De La Rue has had its fair share of problems over the past few years its shares hitting a record low back in 2020, a far cry from when its share price was well above the £10 level back in 2013, from losing its contract to produce UK passports, a couple of years ago, the bank note producer has issued another profits warning, due to higher-than-expected costs as a consequence of having to deal with elevated numbers of staff sickness, and higher raw material costs in the production of its polymer bank notes. The share price fall does appear to be a touch overdone, as guidance was lowered from £45m to £47m to between £36m to £40m suggesting management's high degree of uncertainty for the rest of the year.
The decline in US treasury yields is in stark contrast to the narrative of a market concerned about US Fed rate rises, which would suggest that markets are more concerned about geopolitical risk than they are about what the Fed might have to say on Wednesday.

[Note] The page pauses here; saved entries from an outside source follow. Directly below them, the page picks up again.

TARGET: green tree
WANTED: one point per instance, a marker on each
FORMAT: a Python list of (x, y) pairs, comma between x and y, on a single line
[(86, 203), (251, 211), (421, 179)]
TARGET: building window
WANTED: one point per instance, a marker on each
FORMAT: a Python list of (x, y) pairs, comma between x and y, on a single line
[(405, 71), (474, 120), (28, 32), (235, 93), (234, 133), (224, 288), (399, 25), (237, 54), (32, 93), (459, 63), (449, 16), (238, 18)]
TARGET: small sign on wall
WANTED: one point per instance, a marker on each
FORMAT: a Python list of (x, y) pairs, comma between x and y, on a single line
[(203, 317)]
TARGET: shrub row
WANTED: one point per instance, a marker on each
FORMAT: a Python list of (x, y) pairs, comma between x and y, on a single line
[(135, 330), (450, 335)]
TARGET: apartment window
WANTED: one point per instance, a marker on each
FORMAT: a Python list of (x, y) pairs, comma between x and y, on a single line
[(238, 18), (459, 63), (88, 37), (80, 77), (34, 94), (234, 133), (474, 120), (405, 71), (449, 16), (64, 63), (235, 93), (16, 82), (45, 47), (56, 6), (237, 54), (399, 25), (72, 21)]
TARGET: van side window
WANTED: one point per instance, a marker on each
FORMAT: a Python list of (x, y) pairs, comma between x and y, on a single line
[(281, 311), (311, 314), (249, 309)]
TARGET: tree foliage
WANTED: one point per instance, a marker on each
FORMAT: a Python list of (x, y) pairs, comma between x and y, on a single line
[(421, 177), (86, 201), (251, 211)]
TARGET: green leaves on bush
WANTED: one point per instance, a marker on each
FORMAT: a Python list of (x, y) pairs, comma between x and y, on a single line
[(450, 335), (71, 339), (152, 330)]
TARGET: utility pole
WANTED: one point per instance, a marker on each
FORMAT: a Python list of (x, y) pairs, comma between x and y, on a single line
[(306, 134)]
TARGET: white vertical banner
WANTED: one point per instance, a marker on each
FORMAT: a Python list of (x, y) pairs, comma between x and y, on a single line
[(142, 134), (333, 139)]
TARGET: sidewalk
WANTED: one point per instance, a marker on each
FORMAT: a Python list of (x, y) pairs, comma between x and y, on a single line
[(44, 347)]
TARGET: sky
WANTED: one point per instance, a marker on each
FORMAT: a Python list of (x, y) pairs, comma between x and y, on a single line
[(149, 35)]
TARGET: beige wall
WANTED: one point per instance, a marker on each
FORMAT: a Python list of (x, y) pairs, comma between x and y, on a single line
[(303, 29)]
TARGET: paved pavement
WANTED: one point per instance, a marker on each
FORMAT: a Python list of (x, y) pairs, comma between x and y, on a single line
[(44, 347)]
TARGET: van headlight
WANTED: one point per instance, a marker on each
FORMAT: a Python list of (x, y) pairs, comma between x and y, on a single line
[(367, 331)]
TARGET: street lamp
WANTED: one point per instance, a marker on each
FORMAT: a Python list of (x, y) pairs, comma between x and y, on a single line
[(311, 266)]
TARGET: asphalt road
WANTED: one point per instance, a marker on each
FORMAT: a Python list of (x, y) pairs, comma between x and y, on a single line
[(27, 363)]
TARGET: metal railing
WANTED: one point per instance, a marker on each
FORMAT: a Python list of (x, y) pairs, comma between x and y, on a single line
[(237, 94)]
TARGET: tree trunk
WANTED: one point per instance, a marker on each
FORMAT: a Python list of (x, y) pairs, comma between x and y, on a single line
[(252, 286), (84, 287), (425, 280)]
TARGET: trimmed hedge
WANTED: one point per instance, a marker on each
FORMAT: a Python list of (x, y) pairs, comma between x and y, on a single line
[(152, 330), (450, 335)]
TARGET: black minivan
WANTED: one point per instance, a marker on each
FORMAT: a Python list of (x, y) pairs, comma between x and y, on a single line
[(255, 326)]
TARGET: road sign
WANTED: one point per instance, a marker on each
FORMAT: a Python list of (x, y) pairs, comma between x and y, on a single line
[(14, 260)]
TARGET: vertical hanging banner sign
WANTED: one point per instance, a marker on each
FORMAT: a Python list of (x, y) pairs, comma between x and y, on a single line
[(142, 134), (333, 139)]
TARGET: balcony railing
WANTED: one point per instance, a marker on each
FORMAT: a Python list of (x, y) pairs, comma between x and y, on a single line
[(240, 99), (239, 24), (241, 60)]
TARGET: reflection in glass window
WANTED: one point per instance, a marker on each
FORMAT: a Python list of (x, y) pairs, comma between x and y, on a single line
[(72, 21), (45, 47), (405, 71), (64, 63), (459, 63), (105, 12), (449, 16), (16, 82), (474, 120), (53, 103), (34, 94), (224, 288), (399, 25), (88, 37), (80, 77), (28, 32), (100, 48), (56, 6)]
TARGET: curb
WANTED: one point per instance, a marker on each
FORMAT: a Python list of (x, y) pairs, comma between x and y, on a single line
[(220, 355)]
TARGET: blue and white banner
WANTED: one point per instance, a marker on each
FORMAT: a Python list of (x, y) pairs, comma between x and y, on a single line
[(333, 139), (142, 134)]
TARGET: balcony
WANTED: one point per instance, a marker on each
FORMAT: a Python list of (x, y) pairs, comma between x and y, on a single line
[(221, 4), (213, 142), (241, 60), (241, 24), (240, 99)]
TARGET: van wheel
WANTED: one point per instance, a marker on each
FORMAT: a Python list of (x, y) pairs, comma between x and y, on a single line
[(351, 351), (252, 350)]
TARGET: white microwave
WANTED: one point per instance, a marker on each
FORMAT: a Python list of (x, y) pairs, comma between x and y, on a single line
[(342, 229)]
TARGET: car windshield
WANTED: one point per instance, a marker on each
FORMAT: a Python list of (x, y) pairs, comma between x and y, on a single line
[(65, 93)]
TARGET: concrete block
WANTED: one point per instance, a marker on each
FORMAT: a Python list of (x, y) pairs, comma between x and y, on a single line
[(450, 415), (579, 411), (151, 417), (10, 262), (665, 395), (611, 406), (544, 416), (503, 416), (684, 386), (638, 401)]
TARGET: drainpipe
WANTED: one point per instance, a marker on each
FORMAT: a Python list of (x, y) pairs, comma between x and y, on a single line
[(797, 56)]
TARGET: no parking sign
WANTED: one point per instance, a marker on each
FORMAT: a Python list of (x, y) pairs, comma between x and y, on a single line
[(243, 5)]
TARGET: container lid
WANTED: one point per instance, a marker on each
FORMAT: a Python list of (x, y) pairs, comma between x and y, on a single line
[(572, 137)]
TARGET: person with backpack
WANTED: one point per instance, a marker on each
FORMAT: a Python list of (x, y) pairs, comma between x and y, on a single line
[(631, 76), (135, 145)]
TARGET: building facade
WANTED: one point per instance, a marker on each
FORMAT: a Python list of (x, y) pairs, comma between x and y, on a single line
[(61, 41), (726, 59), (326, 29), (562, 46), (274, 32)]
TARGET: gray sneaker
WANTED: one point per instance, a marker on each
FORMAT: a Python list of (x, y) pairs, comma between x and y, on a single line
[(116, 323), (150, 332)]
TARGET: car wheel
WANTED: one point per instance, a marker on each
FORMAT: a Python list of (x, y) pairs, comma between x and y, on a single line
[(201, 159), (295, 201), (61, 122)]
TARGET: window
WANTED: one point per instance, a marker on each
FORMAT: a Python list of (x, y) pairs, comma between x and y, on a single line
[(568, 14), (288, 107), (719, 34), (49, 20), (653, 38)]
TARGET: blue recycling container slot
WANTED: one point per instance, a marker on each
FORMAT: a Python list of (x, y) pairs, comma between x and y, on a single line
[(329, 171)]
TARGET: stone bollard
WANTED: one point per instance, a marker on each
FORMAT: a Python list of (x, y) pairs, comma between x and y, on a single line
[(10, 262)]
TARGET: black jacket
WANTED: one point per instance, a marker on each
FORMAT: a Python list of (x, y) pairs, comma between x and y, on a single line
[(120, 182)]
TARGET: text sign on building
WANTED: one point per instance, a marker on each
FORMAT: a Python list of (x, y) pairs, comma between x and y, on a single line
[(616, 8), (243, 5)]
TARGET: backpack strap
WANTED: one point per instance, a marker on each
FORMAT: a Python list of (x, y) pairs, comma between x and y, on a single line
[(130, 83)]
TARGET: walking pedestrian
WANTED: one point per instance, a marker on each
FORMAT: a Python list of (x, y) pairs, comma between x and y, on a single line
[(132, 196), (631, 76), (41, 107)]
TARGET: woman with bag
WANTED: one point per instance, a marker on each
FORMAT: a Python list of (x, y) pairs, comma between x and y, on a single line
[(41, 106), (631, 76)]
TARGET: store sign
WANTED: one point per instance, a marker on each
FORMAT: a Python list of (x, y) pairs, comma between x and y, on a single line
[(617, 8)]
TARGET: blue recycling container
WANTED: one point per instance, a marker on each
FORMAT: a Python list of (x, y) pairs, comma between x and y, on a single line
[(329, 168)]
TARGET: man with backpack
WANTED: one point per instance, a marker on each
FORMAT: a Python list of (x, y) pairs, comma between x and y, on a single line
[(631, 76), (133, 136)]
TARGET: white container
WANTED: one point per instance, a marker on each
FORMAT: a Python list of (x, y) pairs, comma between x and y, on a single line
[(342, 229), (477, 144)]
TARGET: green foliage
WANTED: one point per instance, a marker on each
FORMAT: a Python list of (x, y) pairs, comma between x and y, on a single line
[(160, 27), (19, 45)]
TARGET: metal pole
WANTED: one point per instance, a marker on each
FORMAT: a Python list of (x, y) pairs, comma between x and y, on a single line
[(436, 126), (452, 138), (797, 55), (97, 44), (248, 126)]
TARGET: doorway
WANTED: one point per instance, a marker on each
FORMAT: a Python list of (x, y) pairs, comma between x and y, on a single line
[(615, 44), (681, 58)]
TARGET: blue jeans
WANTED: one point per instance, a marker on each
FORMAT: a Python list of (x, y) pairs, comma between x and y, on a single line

US markets have also opened sharply lower, with the Nasdaq 100 once again leading the way lower with concern over high valuations becoming increasingly difficult to disentangle from the wider weaker tone, currently ripping through markets.
With the latest manufacturing and services PMI numbers for January showing a slowdown in Europe, we’ ve seen a similar slowdown in the US with services activity slowing to its weakest levels since July, coming in at 50.9. Manufacturing was also soft, coming in at 55, increasing concerns that the US economy is now starting to slow, at the very time central banks are looking to tighten.
It’s no surprise that the companies most exposed in terms of valuations are getting absolutely annihilated, and with crypto currencies also getting battered, we’re seeing big losses in the likes of Coinbase which has hit new record lows today, as bitcoin prices hit their lowest levels since July last year and Ethereum, seeing a similarly sharp drop through its September lows, and falling by as much as 20%.
In the EV space Rivian has also moved to a new record low, moving below $60 and even further away from its $78 IPO price., which now looks even more ridiculous, than it did when the shares first came out of the blocks.
Tesla shares have also come under pressure, sliding below their December lows, and to the lowest levels since mid-October.
The US dollar index has pushed up to its highest levels since 10 January as the greenback benefits from a haven boost, on the sharp rise in tensions on the Ukraine border with Russia.
The biggest losers are the likes of the Australian dollar, as well as the other commodity currencies, which tend to get hit the hardest when markets have concerns about the economic outlook.
Today’s weaker than expected economic data, along with a stronger US dollar has gone some way to knocking away some of the concerns about events in Eastern Europe, as prices slide further away from last week’s seven-year highs. While prices appear to be softening over concerns about a weaker economic outlook, the geopolitical backdrop is likely to keep a short-term floor in the medium term.
Gold prices which were looking fairly resilient in early trading have started to slip back in the afternoon session, with the stronger US dollar likely to be the main drag.